Um relatório do InSight Crime, uma organização sem fins lucrativos de jornalismo investigativo sobre o crime organizado na América Latina e no Caribe, apontou que, além de a taxa anual de homicídios na Colômbia ter permanecido na faixa dos 25 por 100 mil habitantes que vinha de governos anteriores – a Organização Mundial da Saúde (OMS) considera que taxas acima de dez configuram violência epidêmica –, os confrontos armados entre grupos criminosos aumentaram durante a gestão Petro.
“Em pelo menos metade dos departamentos [equivalentes a estados] da Colômbia, houve um aumento nos confrontos entre esses grupos em 2025”, destacou o InSight Crime.
Nesse cenário, o senador colombiano e pré-candidato presidencial Miguel Uribe Turbay, do partido conservador Centro Democrático (legenda de Valencia), foi baleado em junho do ano passado em Bogotá e morreu em decorrência dos ferimentos dois meses depois.
A execução foi atribuída a grupos guerrilheiros, assim como um atentado a bomba no departamento de Cauca no mês passado, que resultou na morte de 20 pessoas e deixou 36 feridos.
Outros fatos recentes que chocaram a população da Colômbia foram os assassinatos de dois membros da equipe de campanha de Espriella e do jornalista Mateo Pérez Rueda.
Petro propôs durante seu mandato a chamada Paz Total, para negociar com grupos guerrilheiros acordos de paz semelhantes aos que o governo colombiano assinou com as Forças Armadas Revolucionárias da Colômbia (Farc) em 2016.
Entretanto, essas tratativas não avançaram e o tráfico de drogas, que financia tais grupos, só aumentou.
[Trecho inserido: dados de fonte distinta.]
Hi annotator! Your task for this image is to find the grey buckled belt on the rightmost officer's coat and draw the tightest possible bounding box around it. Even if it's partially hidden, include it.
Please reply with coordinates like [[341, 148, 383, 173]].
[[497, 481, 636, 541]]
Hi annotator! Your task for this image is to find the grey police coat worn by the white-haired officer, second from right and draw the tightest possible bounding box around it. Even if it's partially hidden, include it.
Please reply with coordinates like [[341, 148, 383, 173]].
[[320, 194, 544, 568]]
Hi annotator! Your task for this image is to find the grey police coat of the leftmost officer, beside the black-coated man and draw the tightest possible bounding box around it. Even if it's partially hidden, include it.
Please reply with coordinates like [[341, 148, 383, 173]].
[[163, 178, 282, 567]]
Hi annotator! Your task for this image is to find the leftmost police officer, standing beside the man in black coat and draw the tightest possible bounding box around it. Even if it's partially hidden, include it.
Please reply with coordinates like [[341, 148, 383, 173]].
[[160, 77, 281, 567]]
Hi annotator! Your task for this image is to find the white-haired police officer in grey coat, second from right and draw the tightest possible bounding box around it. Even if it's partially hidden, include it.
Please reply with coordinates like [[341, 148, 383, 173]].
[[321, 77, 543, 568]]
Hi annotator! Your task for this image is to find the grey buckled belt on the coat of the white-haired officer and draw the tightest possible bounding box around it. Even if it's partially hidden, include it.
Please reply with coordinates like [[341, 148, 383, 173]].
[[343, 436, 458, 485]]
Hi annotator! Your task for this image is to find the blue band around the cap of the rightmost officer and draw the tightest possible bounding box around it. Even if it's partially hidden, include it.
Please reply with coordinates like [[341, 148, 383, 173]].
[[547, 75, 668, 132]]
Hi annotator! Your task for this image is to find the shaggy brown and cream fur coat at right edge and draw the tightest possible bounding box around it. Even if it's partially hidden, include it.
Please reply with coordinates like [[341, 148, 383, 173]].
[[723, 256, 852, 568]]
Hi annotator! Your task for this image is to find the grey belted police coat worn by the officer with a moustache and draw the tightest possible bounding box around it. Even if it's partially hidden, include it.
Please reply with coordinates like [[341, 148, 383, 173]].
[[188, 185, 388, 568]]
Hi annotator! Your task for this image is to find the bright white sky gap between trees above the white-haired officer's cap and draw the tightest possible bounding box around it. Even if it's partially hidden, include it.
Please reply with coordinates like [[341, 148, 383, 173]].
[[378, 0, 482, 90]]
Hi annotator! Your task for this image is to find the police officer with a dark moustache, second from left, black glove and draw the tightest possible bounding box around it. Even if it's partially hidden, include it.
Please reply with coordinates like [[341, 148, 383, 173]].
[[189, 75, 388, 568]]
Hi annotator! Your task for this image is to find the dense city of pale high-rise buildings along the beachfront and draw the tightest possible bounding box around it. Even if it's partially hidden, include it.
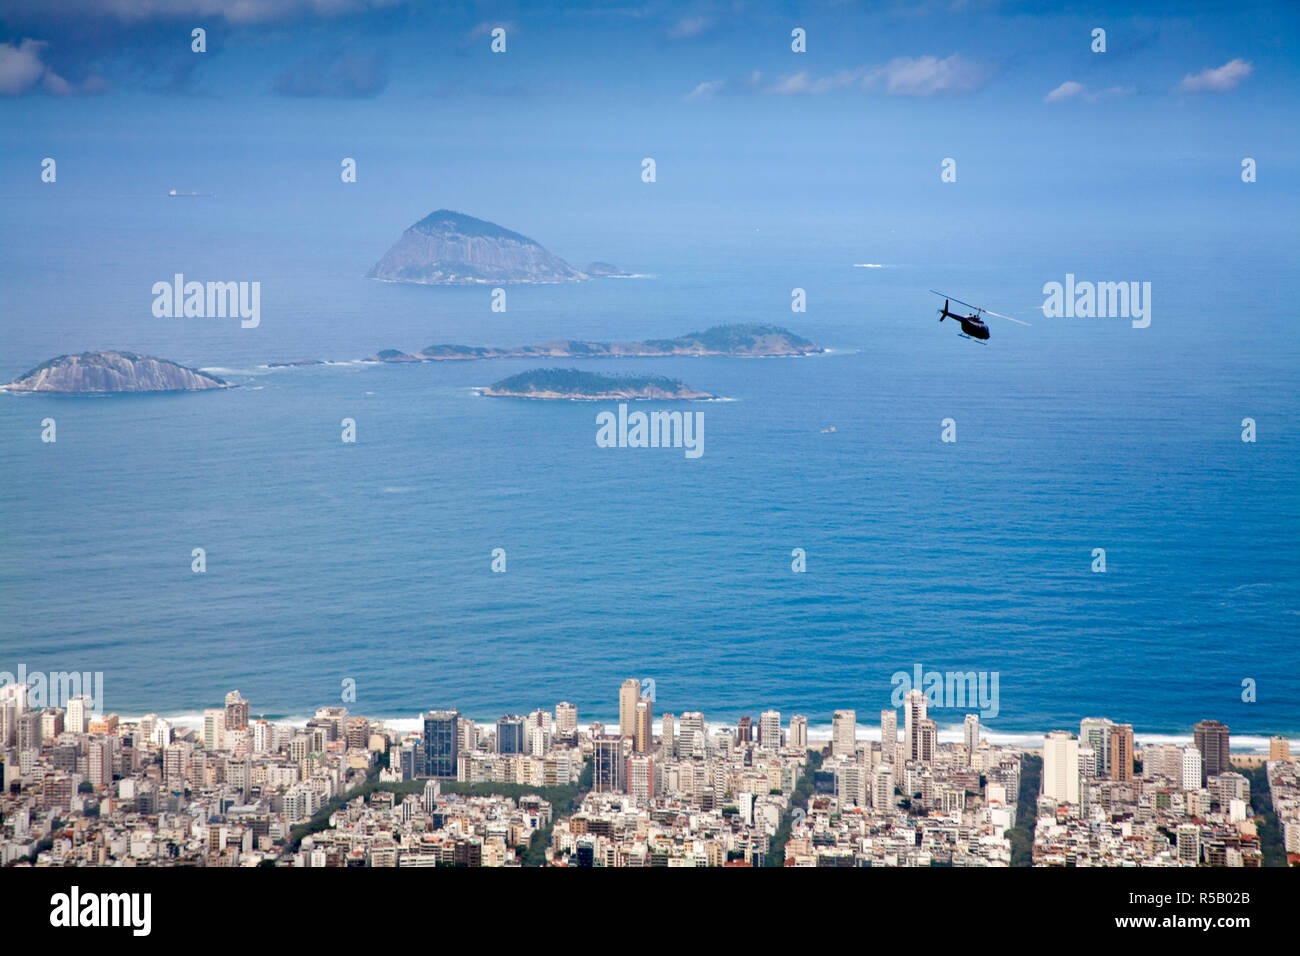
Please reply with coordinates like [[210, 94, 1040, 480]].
[[0, 679, 1300, 866]]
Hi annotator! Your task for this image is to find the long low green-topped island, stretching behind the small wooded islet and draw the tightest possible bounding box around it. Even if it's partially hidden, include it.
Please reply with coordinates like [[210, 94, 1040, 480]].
[[372, 324, 826, 362]]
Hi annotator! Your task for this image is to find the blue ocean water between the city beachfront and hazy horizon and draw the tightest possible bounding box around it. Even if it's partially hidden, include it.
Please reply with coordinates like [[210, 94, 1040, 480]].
[[0, 190, 1300, 736]]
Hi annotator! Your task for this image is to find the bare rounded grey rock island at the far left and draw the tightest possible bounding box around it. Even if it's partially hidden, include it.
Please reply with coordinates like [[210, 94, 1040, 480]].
[[0, 350, 234, 394]]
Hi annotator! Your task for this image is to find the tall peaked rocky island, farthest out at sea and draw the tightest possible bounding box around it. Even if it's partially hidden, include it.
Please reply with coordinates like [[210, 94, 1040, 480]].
[[365, 209, 588, 285]]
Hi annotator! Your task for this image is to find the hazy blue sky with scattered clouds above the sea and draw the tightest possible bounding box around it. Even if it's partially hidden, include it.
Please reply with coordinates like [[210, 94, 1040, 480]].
[[0, 0, 1300, 254]]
Um relatório divulgado em outubro de 2024 pelo Escritório das Nações Unidas sobre Drogas e Crime (UNODC, na sigla em inglês) apontou que as áreas de cultivo de coca na Colômbia cresceram 10% em 2023, atingindo 253 mil hectares, e a produção de cocaína chegou a 2.664 toneladas, um aumento de 53%.
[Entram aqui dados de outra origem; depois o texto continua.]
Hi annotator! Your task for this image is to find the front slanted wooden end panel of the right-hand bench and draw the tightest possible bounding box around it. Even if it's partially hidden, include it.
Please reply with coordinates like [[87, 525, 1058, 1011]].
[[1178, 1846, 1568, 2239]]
Essa leniência deixou Petro na mira do presidente americano, Donald Trump. Em outubro do ano passado, o Escritório de Controle de Ativos Estrangeiros (OFAC) do Departamento do Tesouro dos EUA impôs sanções econômicas ao presidente colombiano, à esposa dele, Veronica del Socorro Alcocer Garcia, ao filho mais velho e a Armando Benedetti, ministro do Interior, alegando que Bogotá permitiu que os cartéis de drogas “florescessem” e “se recusou a parar suas atividades”.
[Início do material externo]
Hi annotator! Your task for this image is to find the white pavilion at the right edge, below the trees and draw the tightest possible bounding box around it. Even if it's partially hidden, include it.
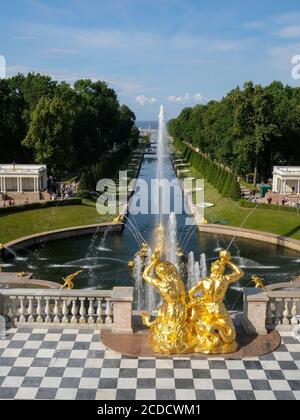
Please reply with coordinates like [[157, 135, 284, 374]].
[[273, 166, 300, 195]]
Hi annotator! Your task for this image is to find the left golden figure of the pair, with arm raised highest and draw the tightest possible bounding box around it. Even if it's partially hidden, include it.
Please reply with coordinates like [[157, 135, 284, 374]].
[[141, 246, 193, 354]]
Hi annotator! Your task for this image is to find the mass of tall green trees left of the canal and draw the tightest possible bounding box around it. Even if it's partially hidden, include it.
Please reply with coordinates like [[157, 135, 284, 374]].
[[0, 73, 139, 176]]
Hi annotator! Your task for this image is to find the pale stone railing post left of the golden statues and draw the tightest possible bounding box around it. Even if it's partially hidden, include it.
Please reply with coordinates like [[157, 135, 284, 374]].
[[111, 287, 133, 334]]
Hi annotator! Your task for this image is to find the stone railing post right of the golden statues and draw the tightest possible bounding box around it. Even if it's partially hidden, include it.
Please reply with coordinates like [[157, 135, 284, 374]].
[[242, 287, 269, 335]]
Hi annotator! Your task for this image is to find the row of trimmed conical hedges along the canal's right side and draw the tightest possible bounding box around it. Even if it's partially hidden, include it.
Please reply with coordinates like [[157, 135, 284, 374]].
[[173, 139, 241, 200]]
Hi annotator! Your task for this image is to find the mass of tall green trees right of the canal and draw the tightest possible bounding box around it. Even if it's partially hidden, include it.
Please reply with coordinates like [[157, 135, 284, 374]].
[[168, 81, 300, 184]]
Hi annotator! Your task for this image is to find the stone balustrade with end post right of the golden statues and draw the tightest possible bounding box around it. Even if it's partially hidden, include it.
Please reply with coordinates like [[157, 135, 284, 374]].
[[243, 280, 300, 334]]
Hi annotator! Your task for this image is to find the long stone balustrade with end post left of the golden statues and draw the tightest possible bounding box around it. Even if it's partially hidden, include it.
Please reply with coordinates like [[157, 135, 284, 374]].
[[0, 287, 133, 333]]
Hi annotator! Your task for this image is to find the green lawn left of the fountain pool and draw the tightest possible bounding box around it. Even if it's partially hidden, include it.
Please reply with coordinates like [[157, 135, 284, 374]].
[[0, 200, 115, 243]]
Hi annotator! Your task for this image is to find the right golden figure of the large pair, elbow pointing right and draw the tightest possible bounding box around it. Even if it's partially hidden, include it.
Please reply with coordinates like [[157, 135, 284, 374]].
[[188, 251, 244, 354]]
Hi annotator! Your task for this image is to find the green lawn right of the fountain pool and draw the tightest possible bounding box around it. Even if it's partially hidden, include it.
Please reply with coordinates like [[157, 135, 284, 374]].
[[188, 168, 300, 240]]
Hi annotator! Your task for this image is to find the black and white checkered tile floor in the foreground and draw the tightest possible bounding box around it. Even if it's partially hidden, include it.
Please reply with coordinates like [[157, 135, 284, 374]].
[[0, 328, 300, 400]]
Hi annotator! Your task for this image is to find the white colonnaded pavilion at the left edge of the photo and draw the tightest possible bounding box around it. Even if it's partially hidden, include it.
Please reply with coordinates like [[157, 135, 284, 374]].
[[0, 163, 47, 199]]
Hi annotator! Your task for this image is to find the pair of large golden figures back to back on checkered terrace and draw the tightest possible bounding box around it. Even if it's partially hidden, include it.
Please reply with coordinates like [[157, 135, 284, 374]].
[[141, 242, 244, 354]]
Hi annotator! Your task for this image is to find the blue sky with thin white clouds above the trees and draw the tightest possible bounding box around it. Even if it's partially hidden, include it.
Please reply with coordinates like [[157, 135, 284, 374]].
[[0, 0, 300, 120]]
Depois que Petro e Trump se encontraram na Casa Branca, em fevereiro, os dois presidentes anunciaram cooperação no combate ao narcotráfico e os ânimos entre os dois governos aparentemente teriam sido apaziguados.
Porém, o jornal The New York Times informou em março que Petro se tornou alvo de duas investigações nos EUA por suposto envolvimento com narcotraficantes colombianos.
Nesse contexto, crescem as chances de a direita “virar” outra presidência na América do Sul, como aconteceu nas eleições mais recentes na Bolívia e no Chile.
“A violência desloca o debate público. Temas como inclusão, desigualdade e reformas estruturais perdem espaço para uma demanda mais imediata por ordem e controle. Quando o eleitorado passa a perceber deterioração da segurança, tende a valorizar propostas de resposta rápida e firme, o que historicamente favorece candidaturas associadas a agendas mais duras no combate ao crime”, disse Eduardo Galvão, professor de políticas públicas do Ibmec de Brasília, em entrevista à Gazeta do Povo.